Roy laughed. Pol screamed. Cas kept cursing. Athena yelled at everyone to be quiet. Stanley whistled to himself and kept setting charges.

Calli stood up from the impact crater formed by her landing, winding her fingers through a series of rings in the cross guard of her sword as the "brickies" turned around to face her. They were giant, blocky, vaguely human-shaped machines, more a walking mass of armor than anything else. Their eyes lit up, recognizing a target, and the armor on their arms folded back to reveal countless barrels, all pointed straight at her. Several guns all cocked in sequence, and Calli tensed her fingers, yanking down on the cross guard.

The rev of an engine echoed through the courtyard, and the "teeth" of her sword's "blade" began to spin. She braced against the ground, then kicked off. The autocannons fired. Some of them missed, others hit. It didn't matter either way. These things were designed to deter ambitious thieves and below-board corporate mercenaries -- not combatants wearing illegal, experimental exosuits built from lost tech.

Bullets whistled around her, ricocheting off her cold iron shell with a satisfying chorus of "tings" as she dove single-mindedly forward, and plunged her chainsword into the chest of the first sentinel. Its thick armor peeled back in a shower of sparks and a spray of oil as she tugged harder against the cross guard, the engine's rev swelled to a deafening roar, and the blade tore its way out the machine's side. The iron giant crumpled to the ground like a puppet whose strings had been cut, and Calli kept on moving.

The muzzle flashes pulsed like strobe lights, and with each burst of gunfire, she pressed onward, tearing through the wall of iron that stood between her and her allies. From the rooftops above, beams of scarlet light lanced through and through, leaving smoldering holes in the bodies of the security proxies, while explosions and gunfire rang out from inside. Before she knew it, she was at the door, and face to face with two figures holding rifles and clad head to foot in bullet-scarred black armor, peeking out from behind a collapsed staircase as everything suddenly went quiet.

"Was that all of them?" Pol asked sheepishly.

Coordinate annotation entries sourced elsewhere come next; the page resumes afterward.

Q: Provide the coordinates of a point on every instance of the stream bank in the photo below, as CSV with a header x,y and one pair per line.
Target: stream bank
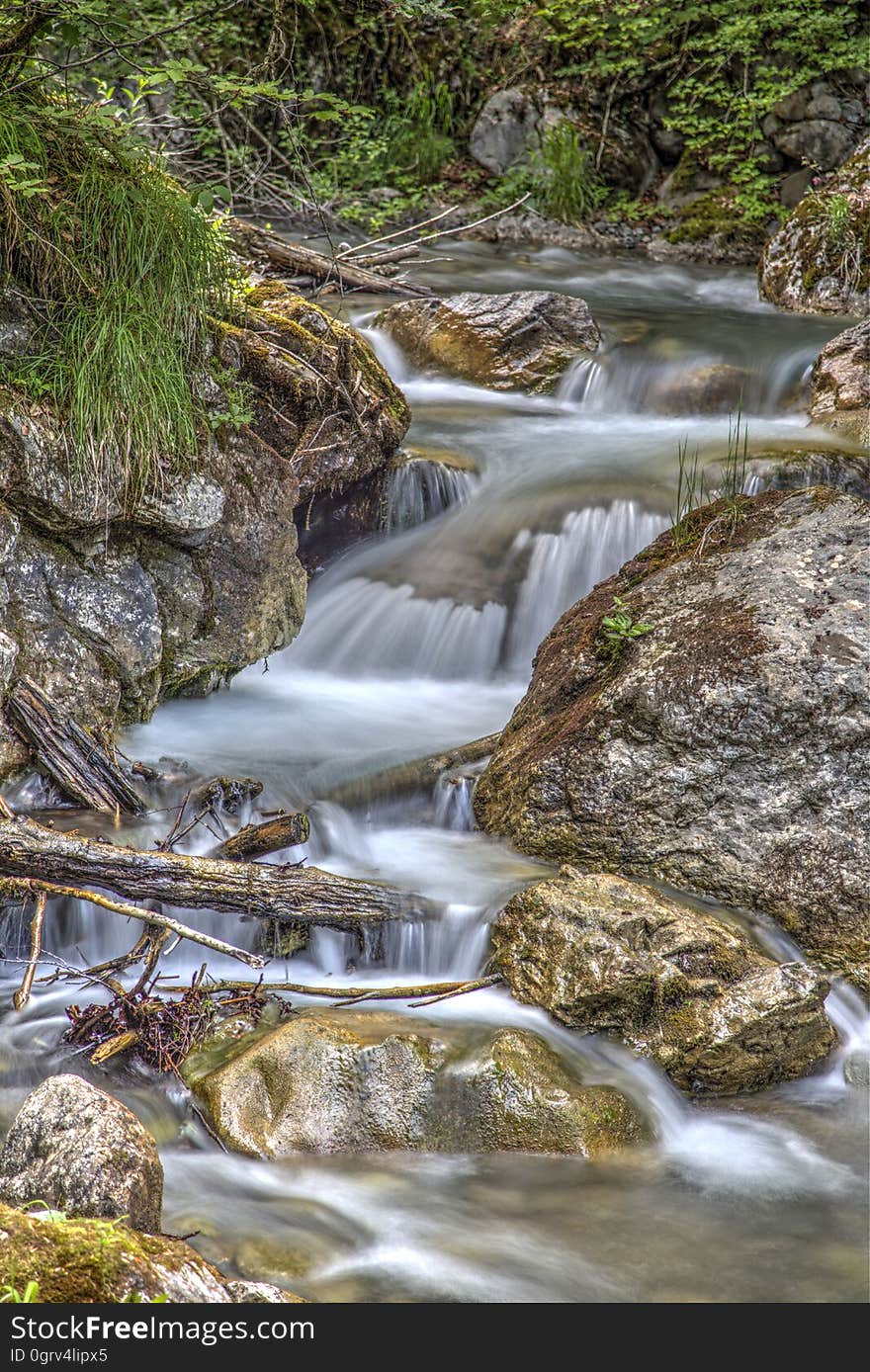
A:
x,y
420,641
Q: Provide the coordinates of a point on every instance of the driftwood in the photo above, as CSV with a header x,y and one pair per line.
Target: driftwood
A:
x,y
352,994
406,778
255,243
271,837
67,755
301,894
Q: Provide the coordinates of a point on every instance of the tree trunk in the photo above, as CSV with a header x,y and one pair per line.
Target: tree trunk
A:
x,y
239,888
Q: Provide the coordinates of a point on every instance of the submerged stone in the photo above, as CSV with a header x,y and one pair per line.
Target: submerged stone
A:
x,y
329,1081
523,340
80,1152
725,749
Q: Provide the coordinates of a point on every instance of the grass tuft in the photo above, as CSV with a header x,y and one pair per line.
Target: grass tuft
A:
x,y
123,271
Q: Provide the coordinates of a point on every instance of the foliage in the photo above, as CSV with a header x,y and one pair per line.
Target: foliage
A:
x,y
10,1294
124,271
618,630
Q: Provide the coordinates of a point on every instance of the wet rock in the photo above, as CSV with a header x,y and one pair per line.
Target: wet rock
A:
x,y
505,130
820,260
725,749
82,1153
87,1261
328,1081
523,340
795,469
703,389
820,141
260,1293
840,385
676,984
114,609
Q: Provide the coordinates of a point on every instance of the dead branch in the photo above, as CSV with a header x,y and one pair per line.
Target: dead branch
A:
x,y
147,916
22,994
67,753
271,837
353,994
29,849
251,243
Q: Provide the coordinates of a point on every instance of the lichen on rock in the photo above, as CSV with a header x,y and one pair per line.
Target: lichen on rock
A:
x,y
725,750
675,983
343,1080
523,340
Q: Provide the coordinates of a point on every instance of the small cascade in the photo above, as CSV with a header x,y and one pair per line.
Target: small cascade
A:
x,y
389,354
453,803
563,566
370,629
419,490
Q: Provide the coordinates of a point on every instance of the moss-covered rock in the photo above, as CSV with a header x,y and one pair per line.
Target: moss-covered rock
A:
x,y
85,1261
517,342
678,984
820,261
78,1150
338,1080
840,385
725,749
113,611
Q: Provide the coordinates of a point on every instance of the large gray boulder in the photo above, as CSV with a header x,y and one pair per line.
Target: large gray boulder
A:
x,y
505,130
113,609
82,1153
725,749
329,1081
840,385
675,983
523,340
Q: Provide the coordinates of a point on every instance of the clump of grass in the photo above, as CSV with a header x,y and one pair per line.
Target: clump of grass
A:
x,y
692,491
124,271
566,183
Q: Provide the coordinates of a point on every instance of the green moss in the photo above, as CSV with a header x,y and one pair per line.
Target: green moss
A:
x,y
77,1261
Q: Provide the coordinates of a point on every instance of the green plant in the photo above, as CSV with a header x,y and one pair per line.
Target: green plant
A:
x,y
124,271
11,1295
566,186
618,630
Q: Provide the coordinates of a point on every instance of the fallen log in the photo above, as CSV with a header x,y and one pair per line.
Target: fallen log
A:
x,y
239,888
67,755
251,241
406,778
271,837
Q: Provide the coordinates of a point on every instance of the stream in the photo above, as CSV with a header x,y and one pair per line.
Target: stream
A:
x,y
421,640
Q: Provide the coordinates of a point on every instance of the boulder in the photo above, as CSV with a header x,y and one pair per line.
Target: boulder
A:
x,y
714,388
821,141
505,130
94,1261
523,340
114,609
795,469
840,385
675,983
329,1081
82,1153
725,748
818,261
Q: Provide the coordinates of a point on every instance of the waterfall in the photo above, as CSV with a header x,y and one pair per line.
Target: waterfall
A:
x,y
421,488
370,629
563,566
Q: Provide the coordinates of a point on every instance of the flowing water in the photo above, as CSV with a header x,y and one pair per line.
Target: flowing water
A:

"No, but I've just finished disabling the rest," Athena chimed in. "All security systems are officially under ATLAS control! The vault doors should be opening... aaaaaaany second now."

"About damn time," Cas muttered, shaking his head. "Let's grab what we came for and get the hell out of here before any more trouble shows up."

"About that. I don't want to rain on your parade, but I'm getting some... uh... concerning contacts here," Roy said sheepishly. Roy, who'd been desperate to blow their cover for the last half-hour, was sounding sheepish. Something really was wrong.

"Where? I don't see anything." Calli checked her own sensors, but nothing came up.

"At the front gate. Signature's weak -- barely shows up on radar, but there's some kind of strange energy emission..."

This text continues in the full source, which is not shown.